Of course, it could hurt. It would provide Sakura with a false illusion that I had some feeling for her inside. She seemed to be easily persuaded by the smallest of notions. I was not going to give her a big notion to believe I cared. Luckily I awoke to find my chakra back in tact.

Sakura was up against the wall, Im not sure how she got all the way across the room, but she hadn't notice me sit up. Sweat beaded down her forehead as blood ran from her lips as it was spattered across the floor. Obviously she had coughed it. She was holding her stomach…something inside made me think how pathetic she looked. Wasn't she supposed to be a medical ninja, and here she couldn't even deal with pregnancy. Yes she was weak…so was her mind, weak. She had always cried and it had never ceased to annoy me. Yet I remembered back to the rage I felt when I had awoken last time to find her beaten and bruised protecting us. Sakura had a strong spirit…something many people lacked, and sometimes something I wondered if I lacked as well.

Perfect. My eyes ignited and I felt the power surge through my body. Sakura was another weak ninja, fighting for a lost cause. When would she grow up and learn that her efforts where futile and the dreams of children. She was weak, I was going to show her that…maybe killing her now would allow her some peace of mind.

Amaterasus flames ignited.
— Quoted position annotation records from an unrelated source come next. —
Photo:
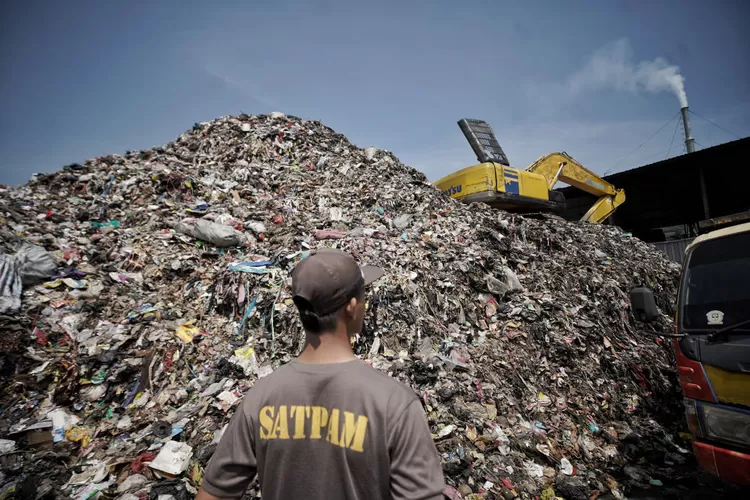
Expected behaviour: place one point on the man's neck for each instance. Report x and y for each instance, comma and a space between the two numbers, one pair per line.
325, 348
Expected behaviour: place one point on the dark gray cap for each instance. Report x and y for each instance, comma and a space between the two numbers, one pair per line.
328, 278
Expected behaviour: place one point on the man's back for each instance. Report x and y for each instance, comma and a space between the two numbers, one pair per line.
339, 430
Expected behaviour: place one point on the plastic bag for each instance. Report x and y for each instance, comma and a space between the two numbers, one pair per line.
34, 264
10, 285
217, 234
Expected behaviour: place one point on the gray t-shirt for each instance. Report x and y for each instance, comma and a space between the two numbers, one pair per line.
334, 431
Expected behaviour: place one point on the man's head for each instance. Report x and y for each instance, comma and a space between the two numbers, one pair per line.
328, 288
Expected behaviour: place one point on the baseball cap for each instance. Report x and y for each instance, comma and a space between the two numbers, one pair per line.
328, 278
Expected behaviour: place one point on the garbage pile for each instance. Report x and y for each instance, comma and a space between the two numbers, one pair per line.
170, 295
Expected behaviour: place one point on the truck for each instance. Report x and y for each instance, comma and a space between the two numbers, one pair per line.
711, 343
494, 182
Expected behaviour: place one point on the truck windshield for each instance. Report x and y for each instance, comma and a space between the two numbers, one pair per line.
716, 286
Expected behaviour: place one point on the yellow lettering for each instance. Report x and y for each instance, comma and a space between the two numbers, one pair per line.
333, 427
319, 420
281, 425
353, 435
266, 421
300, 413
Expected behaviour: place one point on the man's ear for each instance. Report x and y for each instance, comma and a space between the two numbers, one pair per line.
351, 306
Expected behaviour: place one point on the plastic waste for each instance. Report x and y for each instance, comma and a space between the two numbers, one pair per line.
216, 234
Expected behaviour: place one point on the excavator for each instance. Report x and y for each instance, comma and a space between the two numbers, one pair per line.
495, 182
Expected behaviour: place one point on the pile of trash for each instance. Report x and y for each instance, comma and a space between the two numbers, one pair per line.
169, 295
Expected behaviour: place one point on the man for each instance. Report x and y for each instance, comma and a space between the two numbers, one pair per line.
327, 425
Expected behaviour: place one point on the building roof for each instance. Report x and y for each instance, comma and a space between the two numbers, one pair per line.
669, 193
720, 233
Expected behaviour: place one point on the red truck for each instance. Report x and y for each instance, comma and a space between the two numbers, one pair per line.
712, 348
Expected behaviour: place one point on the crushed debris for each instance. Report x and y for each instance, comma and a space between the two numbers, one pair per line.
170, 297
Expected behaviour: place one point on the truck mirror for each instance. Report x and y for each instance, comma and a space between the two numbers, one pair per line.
643, 304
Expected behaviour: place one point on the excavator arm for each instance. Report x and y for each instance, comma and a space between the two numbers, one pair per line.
562, 167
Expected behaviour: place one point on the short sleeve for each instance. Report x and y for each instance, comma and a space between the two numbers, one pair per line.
233, 465
415, 464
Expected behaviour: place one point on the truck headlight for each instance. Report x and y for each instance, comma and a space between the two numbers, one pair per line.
691, 415
726, 425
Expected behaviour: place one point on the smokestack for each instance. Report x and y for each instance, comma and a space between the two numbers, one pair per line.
689, 141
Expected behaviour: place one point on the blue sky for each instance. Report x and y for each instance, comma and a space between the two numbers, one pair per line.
82, 79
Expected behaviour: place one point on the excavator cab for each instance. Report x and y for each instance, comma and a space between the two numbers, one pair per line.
494, 182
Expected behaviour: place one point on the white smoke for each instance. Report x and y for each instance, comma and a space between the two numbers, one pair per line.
613, 66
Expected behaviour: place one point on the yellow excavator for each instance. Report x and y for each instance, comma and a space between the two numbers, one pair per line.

Sakura kicked the child back immediately coughing up blood. This would also be a good time to test my technique and see if I was ready to handle my brothers technique.

"You are still weak Sakura, …still so slow…still slowing everyone else down…still believing in lies and naive dreams that could only possibly belong to a child. This time…its over." I soothed perfectly. My patience had been worn down the last few days.

The morning had obviously just dawned, as light still filtered softly through the window. The room was dusty and dirty and it was obvious Sakura had been planning to leave, since her stuff was packed in a corner. Obviously her body attacking itself stopped her as she was headed out the door. I could imagine her opening the door as I lay still on the bed. She would give me that long forlorn look of lost love, then leave promising to save me one day. Sorry Sakura but that day happened the day I found out the truth, your vision of saving…is all wrong.

"KEIICHI NO!"

Amaterasu ignited the kid the moment I looked at him. A surge of power filled me and yet looking as the boy howled out in pain. My heart jumped. I could see he had been trying to attack me, trying so hard to avenge his mother, save her before she died. A flashback of the night of the Uchiha massacre hit me like a thousand boulders. Of course, my face remained emotionless.

The boys screams seemed to ignite an anger inside Sakura. Those flames could not be put out and would kill the boy in seconds. I couldn't care. Sakura wanted to share my pain, let her feel it all on her own as her own son died in front of her.

'hes not my son'

Before I had realized what was going on, a green light had broken my Amaterasu around the boy and forced my eyes back to normal. I felt an explosion and suddenly my hand let go of her throat. Sakura was reaching for the child…worry covering her face. The power surged through me…I felt it. And yet, I stared at the flames confused….

To be honest im not sure what happened…The entire morning had gone by in a blur in the first place.